The bipartisan House committee investigating the Capitol riots of January 6, 2021, unanimously voted Monday to recommend that former President Donald Trump be charged with four crimes.
The U.S. House committee investigating the January 6, 2021 riots has officially recommended that former President Donald Trump face four criminal charges, added conspiracy to defraud the government also inciting an insurgency.
According to Maryland Rep.

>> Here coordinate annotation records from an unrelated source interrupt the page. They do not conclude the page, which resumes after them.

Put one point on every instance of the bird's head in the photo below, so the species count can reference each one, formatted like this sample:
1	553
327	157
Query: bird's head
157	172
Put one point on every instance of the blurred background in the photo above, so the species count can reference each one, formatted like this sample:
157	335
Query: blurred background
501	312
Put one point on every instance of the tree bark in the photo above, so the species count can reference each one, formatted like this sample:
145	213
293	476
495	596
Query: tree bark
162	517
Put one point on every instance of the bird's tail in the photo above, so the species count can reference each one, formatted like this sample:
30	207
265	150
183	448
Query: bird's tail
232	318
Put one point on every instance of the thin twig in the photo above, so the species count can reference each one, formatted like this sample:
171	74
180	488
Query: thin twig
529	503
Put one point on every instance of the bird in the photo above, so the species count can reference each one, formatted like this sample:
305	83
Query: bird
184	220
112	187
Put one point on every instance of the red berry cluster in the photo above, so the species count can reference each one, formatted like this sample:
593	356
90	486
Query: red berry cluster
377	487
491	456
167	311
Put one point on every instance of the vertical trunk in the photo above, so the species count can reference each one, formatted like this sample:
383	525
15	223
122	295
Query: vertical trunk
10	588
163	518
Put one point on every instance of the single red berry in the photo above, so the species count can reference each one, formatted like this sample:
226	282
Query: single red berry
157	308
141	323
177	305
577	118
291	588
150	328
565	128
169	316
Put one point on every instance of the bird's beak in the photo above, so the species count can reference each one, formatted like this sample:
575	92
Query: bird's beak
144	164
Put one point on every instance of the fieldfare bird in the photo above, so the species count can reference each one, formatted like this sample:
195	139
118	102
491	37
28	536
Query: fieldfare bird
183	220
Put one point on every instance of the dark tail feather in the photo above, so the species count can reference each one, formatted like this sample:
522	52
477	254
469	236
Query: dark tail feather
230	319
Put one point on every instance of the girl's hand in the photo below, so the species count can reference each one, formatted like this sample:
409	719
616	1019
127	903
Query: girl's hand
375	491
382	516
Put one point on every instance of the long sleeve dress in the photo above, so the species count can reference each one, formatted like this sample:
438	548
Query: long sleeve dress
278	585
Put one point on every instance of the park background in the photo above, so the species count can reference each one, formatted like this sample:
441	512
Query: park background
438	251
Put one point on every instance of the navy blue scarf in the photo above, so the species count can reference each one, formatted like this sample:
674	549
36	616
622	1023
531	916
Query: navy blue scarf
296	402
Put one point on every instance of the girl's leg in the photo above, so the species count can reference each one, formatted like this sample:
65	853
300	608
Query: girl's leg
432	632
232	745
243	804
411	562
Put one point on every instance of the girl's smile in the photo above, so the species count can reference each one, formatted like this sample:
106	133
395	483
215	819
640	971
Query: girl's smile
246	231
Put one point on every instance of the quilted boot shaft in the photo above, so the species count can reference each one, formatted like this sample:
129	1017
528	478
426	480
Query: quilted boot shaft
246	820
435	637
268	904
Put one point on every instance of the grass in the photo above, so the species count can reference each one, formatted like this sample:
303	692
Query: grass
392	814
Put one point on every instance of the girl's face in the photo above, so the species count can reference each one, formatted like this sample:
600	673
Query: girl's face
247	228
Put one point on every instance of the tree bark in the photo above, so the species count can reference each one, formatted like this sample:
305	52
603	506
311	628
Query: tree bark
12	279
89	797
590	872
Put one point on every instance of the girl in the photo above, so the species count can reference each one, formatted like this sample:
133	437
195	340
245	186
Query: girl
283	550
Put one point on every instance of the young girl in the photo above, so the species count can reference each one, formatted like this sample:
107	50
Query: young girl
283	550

Jamie Raskin, who said Trump “wanted to ride in like Mussolini on the shoulders of the mob,” the committee voted to refer the 75-year-old former president to the Department of Justice for obstructing an official proceeding, conspiracy to defraud the government, and inciting an insurgency.
Raskin also stated that Trump’s attorney, John Eastman, would be referred to the committee for allegedly obstructing an official proceeding and conspiring to defraud the government.

The committee will also refer four members of Congress to the House Ethics Committee for refusing to comply with subpoenas, according to a preview of the committee’s final report: Kevin McCarthy, Jim Jordan, Scott Perry, and Andy Biggs are members of the House Republican leadership.
Eastman, a former Chapman University professor, has described himself as Trump’s attorney, assisting the then-president in his efforts to demonstrate that the 2020 election was “stolen.”
According to the filing, Eastman has invoked his Fifth Amendment right against self-incrimination in response to committee questions and has attempted to “conceal a range of relevant documents behind claim of attorney-client privilege and work-product protection.”
Because the criminal referrals have no official legal weight, they are largely symbolic — and come just weeks before Republicans take control of the House, effectively ending the committee’s work.
The Justice Department will now decide whether or not to charge the former president or Eastman.
The referrals come to like the Justice Department is already investigating the events of January 6, and has been hearing testimony in a criminal investigation into the riots for months.
According to New York Times reporting, recent testimony by those close to former Vice President Mike Pence indicates that the Justice Department’s criminal investigation into January 6 is intensifying.
The hearings, which began airing publicly in June, have revealed new details about the events leading up to the attacks and how Trump and his allies reacted.